Dans les pays du Sud, les marchés cinématographiques sont de plus en plus fragilisés, de quoi rendre la lutte contre l’hégémonie occidentale en termes de production, de distribution ou de marketing, de plus en plus difficile.

Toutefois, il existe un programme de l’Union Européenne (UE) de coopération avec le Sud, Europe Aide, qui accorde annuellement à chacun des pays la somme de 150 millions d’euros. Pour sa part, la France alloue d’autres sortes d’aides au cinéma du Sud, à travers ses chaînes de télévision. Il s’agit d’un support efficace visant à enrichir ce genre de cinéma au contenu local.

Au programme des films en compétition cette année : pauvreté en Argentine, guerres civiles en Grèce et en Hongrie, problèmes sociaux en Turquie ... Comme c’est souvent le cas, ces films sont d’un bon niveau artistique, mais sont parfois incapables de surprendre.

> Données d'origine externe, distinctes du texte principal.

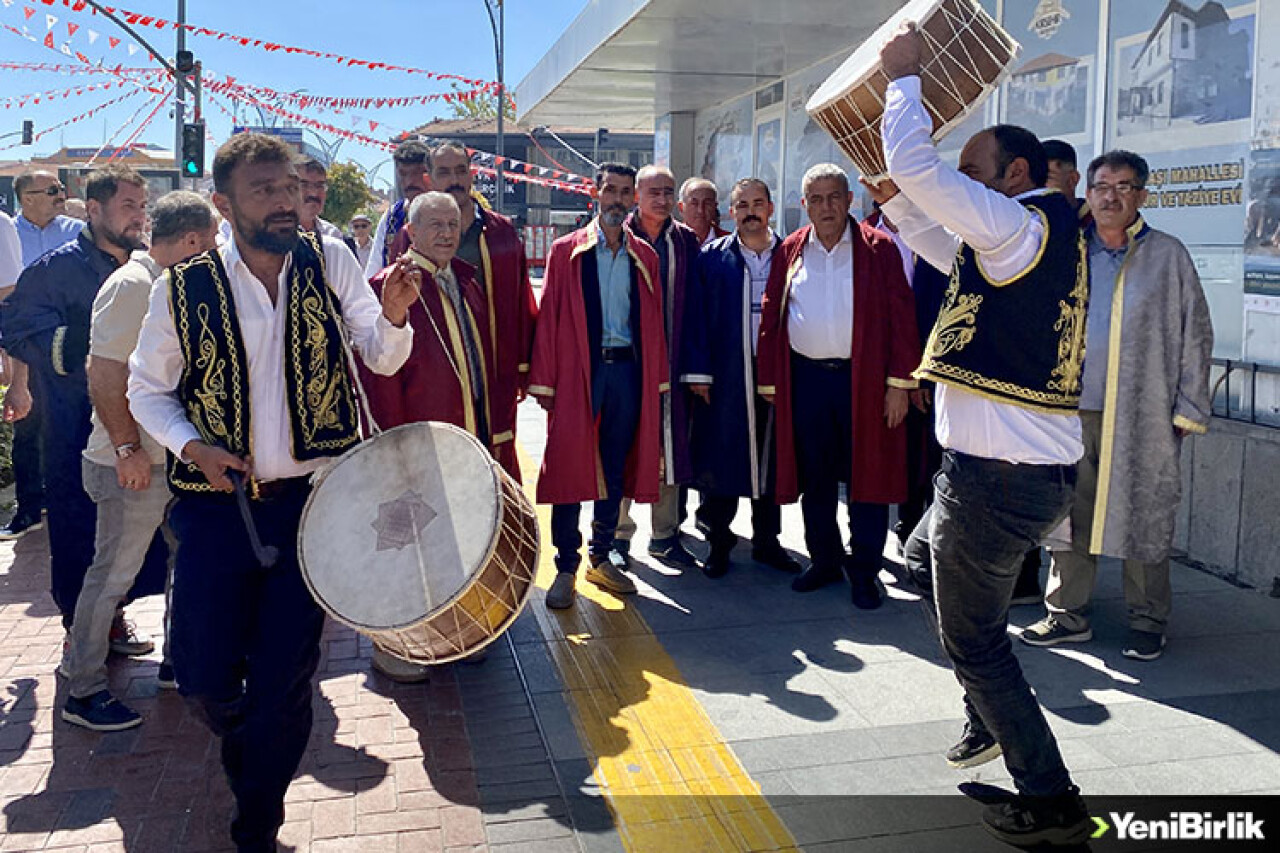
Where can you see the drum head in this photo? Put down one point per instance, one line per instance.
(397, 527)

Par souci de réalisme, nombre de ces films adoptent une esthétique de reportage-télé : la caméra sans cesse en mouvement, plongeant dans les méandres des personnages en détresse. Ay Juancito, le film argentin, du réalisateur Hector Olivera, en est l’exemple patent. On y suit Juan, élevé par sa sœur aînée Evita qui l’aide à réaliser ses rêves et à être le point de mire de son entourage. Une fois sa sœur décédée, sa vie chamboule notamment après l’intervention du despote, Perron, lequel va assassiner Juan. L’histoire est un miroir réel de la corruption politique qui régnait en Argentine. Toujours inspiré de la réalité politique locale, le film grec Dust (Poussière), de Tassos Psarras, jette la lumière sur les guerres civiles grecques, à travers le personnage du Conis, le journaliste quinquagénaire engagé qui mène une vie paisible, très fier du rôle tenu par son père, membre de l’armée grecque pendant la guerre civile. Un jour, il apprendra à travers un documentaire projeté à la télé que son père combattait aux côtés des rebelles et non de l’armée. Le sujet est un peu lourd, mais le ton choisi par le réalisateur prend son scénario à rebours.

Le film turc The Ivy Mansion Life (La Vie au Palais Ivy), d’Abdallah Oguz, plonge dans un problème assez local, celui des couples mixtes euro-turcs. Cela, à travers le héros Semin qui, pendant un séjour d’affaires à New York, épouse l’Américaine Bahar. Ils rentrent en Turquie et découvrent de nombreux problèmes dus à la différence des mœurs et des coutumes.

La Slovaquie, nouvelle venue de la compétition, présente Autumn yet Strong Love (L’Amour est encore fort en automne), de Zita Furkova. Basée sur une histoire sans nouveauté aucune, celle de la relation égoïste entre un vieux compositeur et un jeune poète, l’intrigue est sublimée par une succession de scènes bien dessinées et finement écrites. Une véritable révélation du festival.

Si le cinéma du Sud manque parfois d’esthétisme visuel, cela se fait au seul profit d’idées et de sujets locaux. Le film espagnol Fragil (Fragile), de Juanma Bajo Ulloa, ressemble à un conte de fées. On assiste à une belle idylle entre la petite fille de 9 ans, Vénus, et David, le fils du boulanger. Séparés après le déménagement de la famille de David, la fille part à la recherche de son amour 15 ans plus tard. De quoi donner lieu à l’une des belles histoires d’amour et de souffrance du cinéma espagnol moderne.